Tuesday, September 7, 2010

Unlimited Potential: If This Became Corn...


Note: "Unlimited Potential" posts will focus on the, well, unlimited potential of oaks as a food source for both humans and animals, if only they would receive 1/1,000,000 the breeding and improvement previously reserved only for soil-killing grain crops.
We often hear that the progenitors of corn were grasses that look nothing at all like the corn we know today. Sheesh, you can say that again. Above left: Teosinthe (Zea mays). Above right, just add butter.
The exact origin of corn has been subject to dipute. One theory held that corn was descended from a wild version that subsequently went extinct. Later it was thought that corn is descended from one or more species of teosinthe. More recent research claims that Tripsacom (gamma grass) had a role, and that it has been hybridized with teosinthe.
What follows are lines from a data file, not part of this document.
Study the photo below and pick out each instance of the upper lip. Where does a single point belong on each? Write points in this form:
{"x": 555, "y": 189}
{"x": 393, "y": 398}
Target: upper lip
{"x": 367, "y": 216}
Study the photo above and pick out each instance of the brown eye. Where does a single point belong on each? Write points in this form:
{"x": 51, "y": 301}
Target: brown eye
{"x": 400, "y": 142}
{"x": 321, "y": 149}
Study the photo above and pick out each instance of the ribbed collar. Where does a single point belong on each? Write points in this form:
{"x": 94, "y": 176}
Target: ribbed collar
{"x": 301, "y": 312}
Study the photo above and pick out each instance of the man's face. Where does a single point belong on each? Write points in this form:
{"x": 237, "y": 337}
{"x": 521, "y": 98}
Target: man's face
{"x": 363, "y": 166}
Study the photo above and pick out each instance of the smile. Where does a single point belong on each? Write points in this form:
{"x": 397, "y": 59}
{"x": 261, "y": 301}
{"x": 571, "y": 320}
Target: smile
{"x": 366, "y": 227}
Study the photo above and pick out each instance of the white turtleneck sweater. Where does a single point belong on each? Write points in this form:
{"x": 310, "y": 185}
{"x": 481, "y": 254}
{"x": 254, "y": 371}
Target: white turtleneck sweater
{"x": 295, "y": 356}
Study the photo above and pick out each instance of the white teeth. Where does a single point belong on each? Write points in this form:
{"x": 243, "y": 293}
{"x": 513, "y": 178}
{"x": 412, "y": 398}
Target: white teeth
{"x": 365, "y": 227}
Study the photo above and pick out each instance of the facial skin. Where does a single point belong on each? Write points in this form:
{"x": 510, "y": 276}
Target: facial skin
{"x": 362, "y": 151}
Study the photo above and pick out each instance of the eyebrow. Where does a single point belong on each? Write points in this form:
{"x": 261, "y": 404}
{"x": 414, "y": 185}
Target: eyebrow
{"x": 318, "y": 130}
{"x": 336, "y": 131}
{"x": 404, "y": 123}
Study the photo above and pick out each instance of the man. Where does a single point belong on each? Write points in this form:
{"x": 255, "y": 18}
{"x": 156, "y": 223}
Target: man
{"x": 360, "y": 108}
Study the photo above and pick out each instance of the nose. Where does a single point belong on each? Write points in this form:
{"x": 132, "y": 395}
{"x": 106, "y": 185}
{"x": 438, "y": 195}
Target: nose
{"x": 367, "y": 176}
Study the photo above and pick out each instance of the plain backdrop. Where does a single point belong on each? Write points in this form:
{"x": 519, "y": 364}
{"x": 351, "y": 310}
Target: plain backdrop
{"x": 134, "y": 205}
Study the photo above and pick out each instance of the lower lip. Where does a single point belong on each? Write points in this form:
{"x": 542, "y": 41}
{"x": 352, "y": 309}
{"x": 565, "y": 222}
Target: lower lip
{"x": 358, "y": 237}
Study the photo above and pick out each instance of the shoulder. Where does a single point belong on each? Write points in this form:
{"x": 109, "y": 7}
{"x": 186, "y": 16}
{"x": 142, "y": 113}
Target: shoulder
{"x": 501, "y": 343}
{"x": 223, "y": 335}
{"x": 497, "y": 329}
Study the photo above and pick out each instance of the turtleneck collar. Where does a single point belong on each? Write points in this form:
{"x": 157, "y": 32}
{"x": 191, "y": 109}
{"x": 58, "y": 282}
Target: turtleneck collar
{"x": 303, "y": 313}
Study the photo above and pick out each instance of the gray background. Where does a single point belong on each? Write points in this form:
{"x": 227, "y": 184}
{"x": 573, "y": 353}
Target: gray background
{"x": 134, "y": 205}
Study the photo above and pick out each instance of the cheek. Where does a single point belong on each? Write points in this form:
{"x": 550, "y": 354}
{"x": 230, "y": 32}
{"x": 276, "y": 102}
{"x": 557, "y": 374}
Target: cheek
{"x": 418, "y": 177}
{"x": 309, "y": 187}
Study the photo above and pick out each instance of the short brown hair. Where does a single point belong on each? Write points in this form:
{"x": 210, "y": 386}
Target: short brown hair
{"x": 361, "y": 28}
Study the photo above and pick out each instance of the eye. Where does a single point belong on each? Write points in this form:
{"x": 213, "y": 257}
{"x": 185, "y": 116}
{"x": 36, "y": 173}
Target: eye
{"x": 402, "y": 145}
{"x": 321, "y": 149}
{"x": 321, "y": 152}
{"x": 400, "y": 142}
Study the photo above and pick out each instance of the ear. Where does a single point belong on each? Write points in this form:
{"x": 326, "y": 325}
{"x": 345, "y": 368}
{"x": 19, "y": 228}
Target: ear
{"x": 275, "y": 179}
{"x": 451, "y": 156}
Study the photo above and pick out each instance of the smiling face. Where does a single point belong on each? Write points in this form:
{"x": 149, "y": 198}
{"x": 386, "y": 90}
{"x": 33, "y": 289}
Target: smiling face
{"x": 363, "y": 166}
Corn is one of three cereal crops that account for 1/2 of all calories consumed by humans. Somehow we went from a virtually inedible grass (or grasses) to becoming completely reliant on a mutant (yet, again, tasty with butter) version that arguably* does more damage to our soils and consumes more fossil fuels per lb. produced than any other crop.

* I say arguably because I truly believe this but don't have the time or inclination to actually research it this morning ;-)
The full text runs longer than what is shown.